– On est en finale ! On est en finale !
On était en finale, oui. Et, ce soir-là, on fêtait ça. À la buvette du club. Les joueurs. Les dirigeants. Et puis Amandine. On avait absolument tenu à ce qu’elle soit là. C’était notre mascotte, Amandine. Notre talisman.

Tout avait commencé au début de la saison précédente. Parce qu’il avait remarqué quelque chose de bizarre Kevin.
– Il y a une fille, dans les tribunes, chaque fois qu’elle est là, on gagne. Seulement quand elle est là. Sinon on perd…
Il nous l’avait discrètement fait voir.
– Celle tout au bout à gauche, au troisième rang ;
Non, mais comment elle était mignonne en plus ! C’était qui cette fille ? Elle sortait d’où ? Quelqu’un la connaissait ?
Oui. Benjamin.
– C’est Amandine. Le même bled que moi elle habite. Avec une copine. En février elle est arrivée. Ou en mars. Quelque chose comme ça. C’est tout récent en tout cas.
On n’était pas superstitieux, non, mais n’empêche… il avait bien fallu finir par se rendre à l’évidence : sa présence dans les gradins nous portait manifestement chance.

Fin août, juste avant la reprise des compétitions, Julien, notre capitaine, était allé la trouver. Tout seul. Sans prévenir personne.
– Vous vous seriez fichus de moi.
– Et alors ?
– Et alors… On a discuté. Elle adore le rugby. Depuis toute petite. Et elle a remarqué, elle aussi, que quand elle est là… Je lui ai demandé du coup…
– Tu lui as demandé. Mais tu lui as demandé quoi ?
– De venir au stade tous les dimanches. Si elle pouvait, bien sûr. Ça l’a beaucoup fait rire. Mais elle a finalement accepté : « Je serai votre porte-bonheur officiel en somme… »

Et elle avait été là. Systématiquement là. À domicile comme à l’extérieur. Sa présence nous tranquillisait. Elle était là. Tout était dans l’ordre : on allait gagner. Et on gagnait.
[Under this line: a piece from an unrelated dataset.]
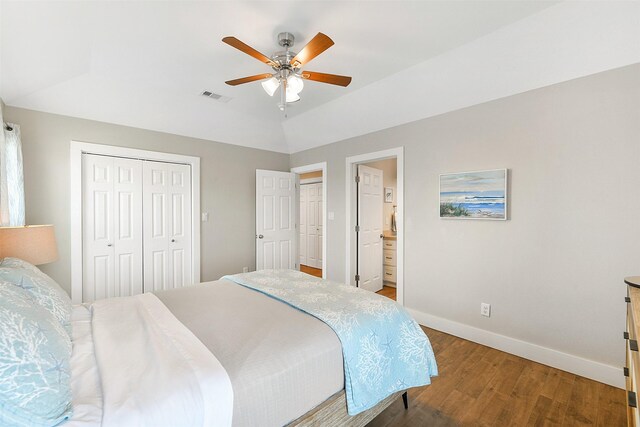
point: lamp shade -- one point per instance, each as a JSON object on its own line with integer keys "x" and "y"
{"x": 34, "y": 243}
{"x": 271, "y": 85}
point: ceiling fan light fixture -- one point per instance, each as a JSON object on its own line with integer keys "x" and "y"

On ne cessait pas de gagner.
Elle s’était d’abord montrée extrêmement discrète : au coup de sifflet final elle s’éclipsait et on ne la revoyait pas avant la semaine suivante. Et puis, il y avait eu ce dimanche de décembre où l’arbitre nous avait refusé un essai parfaitement valable, où on avait été à deux doigts de renouer avec la défaite. Outrée, elle nous avait attendus, à la porte des vestiaires, pour nous dire, sans mâcher ses mots, tout le mal qu’elle pensait de la prestation de cet incompétent. Elle était revenue, quinze jours plus tard, pour prendre des nouvelles de Martial qui, blessé, avait dû quitter le terrain en catastrophe. Et c’était, au fil des semaines, devenu une véritable habitude. On la trouvait infailliblement là, en sortant, accoudée aux barrières, à deux pas des vestiaires. Alors ? Elle en avait pensé quoi du match ? Elle le décortiquait. Nos performances respectives étaient passées au crible sans la moindre complaisance. Elle s’animait, se passionnait. On allait poursuivre la discussion ailleurs. Au café. Ça se prolongeait. Parfois très tard. Ceux qui se levaient tôt le lendemain matin nous quittaient à regret.
– Si j’arrive la tête dans le cul, il va me dire le reste mon patron.
Ceux que leur femme attendait aussi.
– Elle est cool la mienne… Mais bon, il y a des limites.

On ne perdait plus. Jamais. On enchaînait insolemment les victoires. Forcément : c’était pour elle qu’on jouait.
De son côté, elle était, de plus en plus partie prenante de notre parcours. Elle s’inquiétait de la méforme de celui-ci, de la pubalgie de celui-là. Arborait fièrement des tenues à nos couleur – le jaune et le vert – dans les tribunes. Conservait précieusement, dans une grande chemise, également jaune et verte, toutes les coupures de journaux qui nous étaient consacrées.